This sums up everything that's right, and wrong, with data. In a recent discussion of some impressive accomplishments in sports analytics, prior success leads to this statement: “The bottom line is, if you have enough data, you can come pretty close to predicting almost anything,” says a data scientist. Hmmm. This sounds like someone who has yet to be punched in the face by reality. Thanks to Mara Averick (@dataandme).

Sitting doesn't typically kill people. On the KDNuggets blog, William Schmarzo remarks on the critical thinking part of the equation. For instance, the kerfuffle over evidence that people who sit most of the day are 54% more likely to die of heart attacks. Contemplating even briefly, though, raises the question about other variables, such as exercise, diet, or age.

Basic stats - Common sense = Dangerous conclusions viewed as fact

P-hacking is resilient. On Data Colada, Uri Simonsohn explains why P-Hacked Hypotheses are Deceivingly Robust. Direct, or conceptual, replications are needed now more than ever.

2. Science about science.
The world needs more meta-research. What's the best way to fund research? How can research impact be optimized, and how can that impact be measured? These are the questions being addressed at the International School on Research Impact Assessment, founded by RAND Europe, King's College London, and others. Registration is open for the autumn session, September 19-23 in Melbourne.
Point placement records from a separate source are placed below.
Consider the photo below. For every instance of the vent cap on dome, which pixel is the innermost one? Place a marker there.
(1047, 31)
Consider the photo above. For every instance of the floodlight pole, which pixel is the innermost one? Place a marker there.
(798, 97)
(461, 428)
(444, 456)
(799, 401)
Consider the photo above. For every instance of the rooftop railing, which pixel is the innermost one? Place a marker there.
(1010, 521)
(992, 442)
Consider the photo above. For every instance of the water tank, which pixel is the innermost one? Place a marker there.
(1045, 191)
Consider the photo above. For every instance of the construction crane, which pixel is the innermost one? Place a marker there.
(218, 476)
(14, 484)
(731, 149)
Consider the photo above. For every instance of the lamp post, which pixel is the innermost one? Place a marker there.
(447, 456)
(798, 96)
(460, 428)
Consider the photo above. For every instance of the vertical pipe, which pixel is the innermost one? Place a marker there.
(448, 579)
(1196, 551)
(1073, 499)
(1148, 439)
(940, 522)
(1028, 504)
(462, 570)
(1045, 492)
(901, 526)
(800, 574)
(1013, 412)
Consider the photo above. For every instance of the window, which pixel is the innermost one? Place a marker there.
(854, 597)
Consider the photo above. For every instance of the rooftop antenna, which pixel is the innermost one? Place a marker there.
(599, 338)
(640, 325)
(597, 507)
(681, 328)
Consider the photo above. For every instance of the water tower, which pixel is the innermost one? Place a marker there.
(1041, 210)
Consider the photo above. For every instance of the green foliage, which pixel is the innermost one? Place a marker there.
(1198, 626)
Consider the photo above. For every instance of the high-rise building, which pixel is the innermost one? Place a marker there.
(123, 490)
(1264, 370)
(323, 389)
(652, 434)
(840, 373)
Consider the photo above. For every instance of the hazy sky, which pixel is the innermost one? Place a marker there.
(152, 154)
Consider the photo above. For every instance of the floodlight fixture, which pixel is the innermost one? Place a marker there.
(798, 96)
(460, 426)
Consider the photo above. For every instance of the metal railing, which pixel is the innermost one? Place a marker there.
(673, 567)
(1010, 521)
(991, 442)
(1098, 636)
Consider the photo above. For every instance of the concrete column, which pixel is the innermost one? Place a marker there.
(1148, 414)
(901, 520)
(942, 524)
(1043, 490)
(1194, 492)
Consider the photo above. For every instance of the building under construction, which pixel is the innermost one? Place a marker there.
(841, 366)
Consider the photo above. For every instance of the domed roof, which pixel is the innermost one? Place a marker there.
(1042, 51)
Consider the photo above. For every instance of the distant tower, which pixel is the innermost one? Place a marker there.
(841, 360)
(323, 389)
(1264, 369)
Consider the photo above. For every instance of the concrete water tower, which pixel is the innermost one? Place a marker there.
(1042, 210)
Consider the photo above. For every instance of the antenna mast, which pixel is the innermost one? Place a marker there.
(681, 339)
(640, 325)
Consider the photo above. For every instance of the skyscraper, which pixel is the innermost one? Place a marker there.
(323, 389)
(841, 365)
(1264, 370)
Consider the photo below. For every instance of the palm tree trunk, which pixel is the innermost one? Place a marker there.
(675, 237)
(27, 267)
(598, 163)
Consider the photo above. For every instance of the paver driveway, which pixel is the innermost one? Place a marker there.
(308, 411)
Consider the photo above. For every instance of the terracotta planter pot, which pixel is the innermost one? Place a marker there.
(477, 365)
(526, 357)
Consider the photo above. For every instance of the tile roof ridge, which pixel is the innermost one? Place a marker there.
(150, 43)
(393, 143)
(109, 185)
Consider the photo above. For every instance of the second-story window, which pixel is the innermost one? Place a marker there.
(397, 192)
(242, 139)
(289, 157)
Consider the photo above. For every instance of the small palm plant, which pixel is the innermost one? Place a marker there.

Evidence map by Bernadette Wright

3. Three Ways of Getting to Evidence-Based Policy.
In the Stanford Social Innovation Review, Bernadette Wright (@MeaningflEvdenc) does a nice job of describing three ideologies for gathering evidence to inform policy.

  1. Randomista: Views randomized experiments and quasi-experimental research designs as the only reliable evidence for choosing programs.
  2. Explainista: Believes useful evidence needs to provide trustworthy data and strong explanation. This often means synthesizing existing information from reliable sources.
  3. Mapista: Creates a knowledge map of a policy, program, or issue. Visualizes the understanding developed in each study, where studies agree, and where each adds new understanding.

21 April 2016

Baseball decisions, actuaries, and streaming analytics.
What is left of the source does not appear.